To be fair, my last therapist wasn’t bad, and I stayed with her a long time. She did a lot for me, including actively involving herself in my disability case and taking me as a pro bono client when I didn’t have the means to pay her. Several of my therapists haven’t been bad, precisely. But they’ve been limited in their ability to understand me, because of the nature of their training, because of misapprehensions about mental illness that some theories of mental health actively encourage, because psychology and psychiatry are, in fact, fairly new disciplines and deal with matters that are hard to pin down. All the definitions change as knowledge increases. So, for about forty years, I’ve been in and out, grasping the rope when I needed it most and swimming on my own when the rope couldn’t help anymore.

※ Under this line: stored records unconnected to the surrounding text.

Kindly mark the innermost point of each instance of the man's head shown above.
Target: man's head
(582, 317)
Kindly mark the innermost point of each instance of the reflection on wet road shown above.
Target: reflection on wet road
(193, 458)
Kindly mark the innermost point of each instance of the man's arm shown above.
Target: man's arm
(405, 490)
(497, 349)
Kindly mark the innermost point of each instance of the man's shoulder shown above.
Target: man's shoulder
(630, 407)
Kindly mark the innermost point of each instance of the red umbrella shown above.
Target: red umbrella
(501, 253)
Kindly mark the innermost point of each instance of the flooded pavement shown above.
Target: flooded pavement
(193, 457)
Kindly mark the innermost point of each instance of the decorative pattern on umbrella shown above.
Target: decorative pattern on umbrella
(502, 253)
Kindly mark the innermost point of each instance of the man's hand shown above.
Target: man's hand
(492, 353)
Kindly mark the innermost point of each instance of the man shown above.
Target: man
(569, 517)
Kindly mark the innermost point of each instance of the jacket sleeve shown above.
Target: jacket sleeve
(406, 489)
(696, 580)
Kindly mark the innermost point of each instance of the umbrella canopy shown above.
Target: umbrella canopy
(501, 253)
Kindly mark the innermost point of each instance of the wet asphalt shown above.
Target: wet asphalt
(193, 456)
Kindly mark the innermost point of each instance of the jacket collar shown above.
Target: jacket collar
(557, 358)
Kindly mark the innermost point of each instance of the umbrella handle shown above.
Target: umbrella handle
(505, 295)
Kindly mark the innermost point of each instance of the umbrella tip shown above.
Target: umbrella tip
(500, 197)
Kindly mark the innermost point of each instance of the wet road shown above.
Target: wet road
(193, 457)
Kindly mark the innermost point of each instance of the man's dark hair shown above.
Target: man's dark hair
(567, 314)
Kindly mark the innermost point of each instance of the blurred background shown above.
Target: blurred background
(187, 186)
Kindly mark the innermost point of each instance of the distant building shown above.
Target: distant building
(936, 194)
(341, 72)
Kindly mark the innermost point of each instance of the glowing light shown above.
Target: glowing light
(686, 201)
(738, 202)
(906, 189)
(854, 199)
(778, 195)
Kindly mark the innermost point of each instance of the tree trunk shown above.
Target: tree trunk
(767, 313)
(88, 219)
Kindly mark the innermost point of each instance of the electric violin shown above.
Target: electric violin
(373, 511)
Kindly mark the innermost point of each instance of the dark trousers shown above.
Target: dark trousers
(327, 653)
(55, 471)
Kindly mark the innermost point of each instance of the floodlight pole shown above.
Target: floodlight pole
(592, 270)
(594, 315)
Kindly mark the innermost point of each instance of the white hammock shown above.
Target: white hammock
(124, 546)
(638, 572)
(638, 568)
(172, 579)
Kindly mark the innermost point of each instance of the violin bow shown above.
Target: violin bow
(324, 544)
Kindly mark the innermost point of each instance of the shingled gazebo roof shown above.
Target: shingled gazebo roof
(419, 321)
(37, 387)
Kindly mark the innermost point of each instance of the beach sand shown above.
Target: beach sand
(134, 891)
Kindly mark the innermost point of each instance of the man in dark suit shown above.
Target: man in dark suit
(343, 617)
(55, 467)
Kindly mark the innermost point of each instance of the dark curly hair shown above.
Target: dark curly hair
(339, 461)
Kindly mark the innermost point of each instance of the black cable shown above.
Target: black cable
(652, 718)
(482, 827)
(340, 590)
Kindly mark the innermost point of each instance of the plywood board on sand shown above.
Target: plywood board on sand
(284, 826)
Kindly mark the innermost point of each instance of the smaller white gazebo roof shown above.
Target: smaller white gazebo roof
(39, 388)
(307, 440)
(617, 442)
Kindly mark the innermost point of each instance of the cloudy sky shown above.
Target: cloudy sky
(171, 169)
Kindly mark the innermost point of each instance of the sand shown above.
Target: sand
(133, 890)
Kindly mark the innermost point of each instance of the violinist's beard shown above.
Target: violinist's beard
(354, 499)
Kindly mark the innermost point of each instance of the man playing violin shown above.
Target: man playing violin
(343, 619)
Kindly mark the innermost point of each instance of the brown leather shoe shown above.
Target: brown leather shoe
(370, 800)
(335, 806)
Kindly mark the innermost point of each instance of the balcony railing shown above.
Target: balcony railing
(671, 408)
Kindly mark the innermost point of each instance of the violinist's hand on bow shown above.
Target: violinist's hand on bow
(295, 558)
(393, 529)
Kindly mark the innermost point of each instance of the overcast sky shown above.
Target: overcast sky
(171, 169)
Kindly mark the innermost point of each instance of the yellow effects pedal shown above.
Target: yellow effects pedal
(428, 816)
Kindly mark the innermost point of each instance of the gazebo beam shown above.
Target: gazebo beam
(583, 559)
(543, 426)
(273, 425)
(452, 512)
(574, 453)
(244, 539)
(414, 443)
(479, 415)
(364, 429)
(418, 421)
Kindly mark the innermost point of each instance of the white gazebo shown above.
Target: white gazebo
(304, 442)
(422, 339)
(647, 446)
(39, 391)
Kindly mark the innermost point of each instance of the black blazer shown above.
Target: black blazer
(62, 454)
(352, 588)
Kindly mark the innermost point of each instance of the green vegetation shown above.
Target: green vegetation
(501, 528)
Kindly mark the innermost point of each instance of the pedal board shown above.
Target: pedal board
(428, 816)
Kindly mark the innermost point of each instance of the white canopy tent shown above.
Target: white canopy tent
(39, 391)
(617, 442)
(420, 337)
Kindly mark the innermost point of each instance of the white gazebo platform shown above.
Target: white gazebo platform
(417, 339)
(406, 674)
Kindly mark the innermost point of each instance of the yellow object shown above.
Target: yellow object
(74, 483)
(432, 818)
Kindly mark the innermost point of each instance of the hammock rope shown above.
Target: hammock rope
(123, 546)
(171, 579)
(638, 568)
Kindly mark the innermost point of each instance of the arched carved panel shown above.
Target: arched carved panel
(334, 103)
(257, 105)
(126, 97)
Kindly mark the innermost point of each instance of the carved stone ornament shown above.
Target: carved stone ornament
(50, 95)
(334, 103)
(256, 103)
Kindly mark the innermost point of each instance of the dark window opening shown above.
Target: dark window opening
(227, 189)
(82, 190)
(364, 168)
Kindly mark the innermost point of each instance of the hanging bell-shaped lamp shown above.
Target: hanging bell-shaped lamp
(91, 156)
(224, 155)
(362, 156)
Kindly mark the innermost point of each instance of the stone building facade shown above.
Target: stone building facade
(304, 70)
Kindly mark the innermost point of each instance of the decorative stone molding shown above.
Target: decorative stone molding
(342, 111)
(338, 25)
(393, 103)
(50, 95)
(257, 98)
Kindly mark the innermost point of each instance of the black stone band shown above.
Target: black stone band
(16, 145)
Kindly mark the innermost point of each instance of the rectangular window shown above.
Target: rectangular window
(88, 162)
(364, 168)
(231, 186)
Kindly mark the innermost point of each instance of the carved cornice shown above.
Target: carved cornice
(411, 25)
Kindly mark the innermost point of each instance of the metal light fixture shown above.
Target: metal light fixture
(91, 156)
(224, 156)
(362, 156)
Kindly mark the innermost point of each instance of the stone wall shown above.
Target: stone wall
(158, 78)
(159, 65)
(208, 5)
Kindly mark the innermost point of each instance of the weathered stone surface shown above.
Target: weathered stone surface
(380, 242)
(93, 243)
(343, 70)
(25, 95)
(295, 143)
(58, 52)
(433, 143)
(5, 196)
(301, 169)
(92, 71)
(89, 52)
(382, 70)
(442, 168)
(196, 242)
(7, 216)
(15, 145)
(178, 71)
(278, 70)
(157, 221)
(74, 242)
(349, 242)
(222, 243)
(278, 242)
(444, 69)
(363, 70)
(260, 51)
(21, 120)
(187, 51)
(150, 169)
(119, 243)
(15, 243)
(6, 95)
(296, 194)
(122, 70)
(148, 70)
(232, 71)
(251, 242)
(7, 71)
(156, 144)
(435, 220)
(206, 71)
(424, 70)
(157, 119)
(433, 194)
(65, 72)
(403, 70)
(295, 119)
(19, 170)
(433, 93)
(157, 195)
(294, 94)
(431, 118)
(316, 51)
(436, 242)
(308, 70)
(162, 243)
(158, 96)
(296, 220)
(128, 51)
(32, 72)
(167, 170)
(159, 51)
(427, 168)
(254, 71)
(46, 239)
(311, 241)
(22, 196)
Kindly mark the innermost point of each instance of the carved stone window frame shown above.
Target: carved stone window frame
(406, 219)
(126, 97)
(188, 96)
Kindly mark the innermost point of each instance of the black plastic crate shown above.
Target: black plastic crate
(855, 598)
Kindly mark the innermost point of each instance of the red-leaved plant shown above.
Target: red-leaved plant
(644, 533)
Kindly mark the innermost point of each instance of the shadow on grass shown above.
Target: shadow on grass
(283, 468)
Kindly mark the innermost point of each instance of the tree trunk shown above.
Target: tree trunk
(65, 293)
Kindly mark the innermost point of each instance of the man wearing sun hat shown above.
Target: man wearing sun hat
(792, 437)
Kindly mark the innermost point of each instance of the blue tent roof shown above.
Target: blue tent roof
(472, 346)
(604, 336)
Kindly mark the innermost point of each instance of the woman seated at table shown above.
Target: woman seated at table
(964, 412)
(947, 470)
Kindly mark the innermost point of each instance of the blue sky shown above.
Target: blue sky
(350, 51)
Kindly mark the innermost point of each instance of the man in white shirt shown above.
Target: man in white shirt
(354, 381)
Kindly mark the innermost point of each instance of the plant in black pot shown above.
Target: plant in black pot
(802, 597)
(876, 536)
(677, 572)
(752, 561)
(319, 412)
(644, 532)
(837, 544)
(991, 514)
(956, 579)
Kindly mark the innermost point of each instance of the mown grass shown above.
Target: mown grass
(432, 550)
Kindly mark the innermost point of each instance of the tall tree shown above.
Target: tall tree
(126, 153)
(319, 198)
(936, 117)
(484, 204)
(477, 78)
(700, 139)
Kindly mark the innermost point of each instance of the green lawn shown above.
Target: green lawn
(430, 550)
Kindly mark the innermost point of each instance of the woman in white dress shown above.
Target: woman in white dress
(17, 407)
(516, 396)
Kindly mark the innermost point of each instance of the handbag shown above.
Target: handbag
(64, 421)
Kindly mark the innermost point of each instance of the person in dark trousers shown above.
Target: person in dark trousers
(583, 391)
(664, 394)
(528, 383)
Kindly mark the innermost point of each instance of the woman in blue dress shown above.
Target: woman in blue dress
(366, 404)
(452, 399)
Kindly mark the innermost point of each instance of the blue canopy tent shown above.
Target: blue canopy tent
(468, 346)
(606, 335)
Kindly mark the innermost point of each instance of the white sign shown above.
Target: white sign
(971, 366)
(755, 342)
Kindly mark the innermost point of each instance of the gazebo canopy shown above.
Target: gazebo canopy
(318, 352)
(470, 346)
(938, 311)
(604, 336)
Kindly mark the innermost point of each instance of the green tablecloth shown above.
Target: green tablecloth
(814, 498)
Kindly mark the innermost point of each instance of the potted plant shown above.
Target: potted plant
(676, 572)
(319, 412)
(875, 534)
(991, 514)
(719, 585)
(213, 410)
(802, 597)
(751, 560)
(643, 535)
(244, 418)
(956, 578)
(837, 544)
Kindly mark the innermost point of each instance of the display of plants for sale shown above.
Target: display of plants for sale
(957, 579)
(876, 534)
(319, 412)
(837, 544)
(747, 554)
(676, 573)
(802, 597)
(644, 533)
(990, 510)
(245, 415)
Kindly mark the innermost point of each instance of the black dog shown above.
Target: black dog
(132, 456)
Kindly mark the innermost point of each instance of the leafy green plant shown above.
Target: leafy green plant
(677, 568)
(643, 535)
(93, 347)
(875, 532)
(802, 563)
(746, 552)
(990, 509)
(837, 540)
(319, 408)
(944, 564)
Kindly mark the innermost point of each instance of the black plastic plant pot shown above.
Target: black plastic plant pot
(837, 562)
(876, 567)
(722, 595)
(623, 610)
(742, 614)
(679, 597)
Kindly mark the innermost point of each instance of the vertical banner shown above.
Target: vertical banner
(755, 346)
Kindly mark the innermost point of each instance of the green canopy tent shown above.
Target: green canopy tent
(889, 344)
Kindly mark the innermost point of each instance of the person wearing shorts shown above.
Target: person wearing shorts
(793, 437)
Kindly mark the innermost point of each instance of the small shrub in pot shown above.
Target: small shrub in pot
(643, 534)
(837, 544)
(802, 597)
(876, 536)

The thing is, psychologists and psychiatrists tend to cling to whatever was the current model when they were in school. They were given a hammer, so everything looks like a nail. And a lot of them seem both incapable of recognizing evidence showing that some things are not nails, and reluctant to put down the hammer in favor of an impact driver or framing saw when necessary.

Aside: Some years ago, I considered going into Clinical Psychology. The program I was considering required GRE scores, so I registered for the test and picked up a GRE example test book in Psychology. Literally 75% of the questions were Psych 101 stuff–like, “Who is considered the founder of child behavioral psychology?”–and statistics. And I thought, “There is nothing here about helping people. It’s all about fitting people into boxes.” So I didn’t take the GRE, even though I’d already paid for it, and I never got an MA in Clinical Psych.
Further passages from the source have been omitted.